DT.score(xtest,ytest) # 0.7713004484304933

验证(交叉验证法)

from sklearn.model_selection import cross_val_score
cross_val_score(DT,xtrain,ytrain,cv=10)

array([0.8358209 , 0.85074627, 0.71641791, 0.67164179, 0.86567164,
0.7761194 , 0.86567164, 0.76119403, 0.8030303 , 0.81818182])
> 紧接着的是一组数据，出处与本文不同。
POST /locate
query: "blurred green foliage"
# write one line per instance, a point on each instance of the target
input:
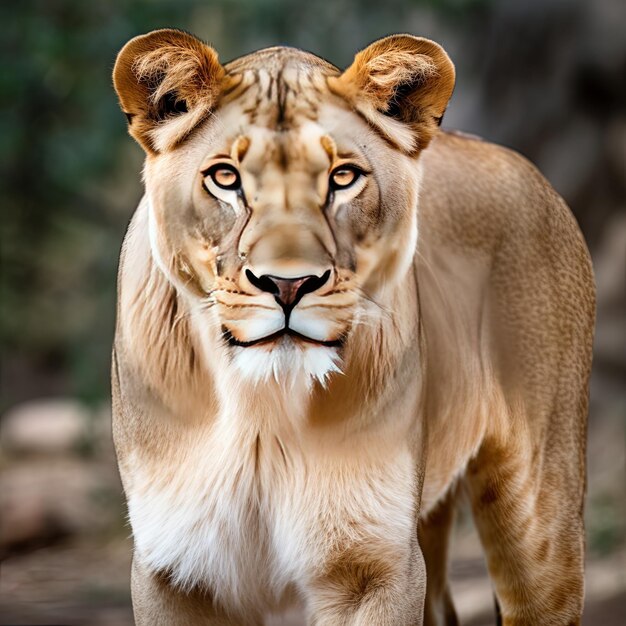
(71, 175)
不同深度的决策树模型的训练集和测试集,交叉验证的对比参数

cross = []
score = []
train = []
for i in np.arange(1,20):
    DT1 = DecisionTreeClassifier(random_state=20,max_depth = i).fit(xtrain,ytrain)
    c = cross_val_score(DT1,xtrain,ytrain,cv=5).mean()
    cross.append(c)
    score.append(DT1.score(xtest,ytest))
    train.append(DT1.score(xtrain,ytrain))
plt.plot(np.arange(1,20),cross ,label = 'cross')
plt.plot(np.arange(1,20),score,label = 'test')
plt.plot(np.arange(1,20),train,label = 'train')
plt.legend()
plt.xticks(np.arange(1,20))

机器学习 day4 决策树应用,验证,调参;多种回归比较_第4张图片
根据图像找到最适合的参数:

DT = DecisionTreeClassifier(random_state = 20, max_depth = 6)
cross_val_score(DT, xtrain,ytrain,cv=5).mean() # 0.8278083267871171

可以看到深度为6时,交叉验证的准确率最高

[*zip(np.arange(1,20),cross)]

[(1, 0.7978341375827629),
(2, 0.7783525979126922),
(3, 0.8023678599483783),
(4, 0.8248008079901246),
(5, 0.8203119739647626),
(6, 0.8278083267871171),
(7, 0.8158455841095276),
(8, 0.8218045112781954),
(9, 0.8158904724497813),
(10, 0.8038603972618112),
(11, 0.8039052856020648),
(12, 0.8054090450005612),
(13, 0.8039165076871282),
(14, 0.8009650993154528),
(15, 0.7979351363483336),
(16, 0.8009426551453259),
(17, 0.7979351363483336),
(18, 0.7964425990349007),
(19, 0.7994276736617663)]

调参:网格搜索 Grid_Search

from sklearn.model_selection import GridSearchCV

设置需要网格搜索的参数

paras = {
     
    "max_depth":np.arange(1,20),
    "min_samples_leaf":np.arange(1,20),
    "criterion":['gini','entropy']
        }

实例化模型(不用fit数据)

DT = DecisionTreeClassifier()

定义网格搜索,并fit()数据

GS = GridSearchCV(DT,param_grid=paras,cv = 8).fit(xtrain,ytrain)

最优参数:

GS.best_params_

结果:{‘criterion’: ‘entropy’, ‘max_depth’: 9, ‘min_samples_leaf’: 9}

最优分数

GS.best_score_

结果:0.8441802925989673

最优评估器:

GS.best_estimator_

结果:DecisionTreeClassifier(criterion=‘entropy’, max_depth=14, min_samples_leaf=9)

由上可设置最优决策树分类器:

DT = DecisionTreeClassifier(criterion='entropy', max_depth=14, min_samples_leaf=9).fit(xtrain,ytrain)
DT.score(xtest,ytest) # 0.8071748878923767

利用分类器分类:

DT.predict([[1,0,30,1,2,58,0]]) # array([1], dtype=int64)

可视化决策树:

import os
os.environ["PATH"] += os.pathsep + 'C:/Program Files (x86)/Graphviz2.38/bin/'
import graphviz
from sklearn import tree
dot_data = tree.export_graphviz(DT
                                ,out_file = None
                                ,feature_names= X.columns
                                ,class_names=['死亡','存活']
                                ,filled=True
                                ,rounded=True
                                )
graph = graphviz.Source(dot_data) 
graph

计算特征重要性:

[*zip(DT.feature_importances_,X.columns)]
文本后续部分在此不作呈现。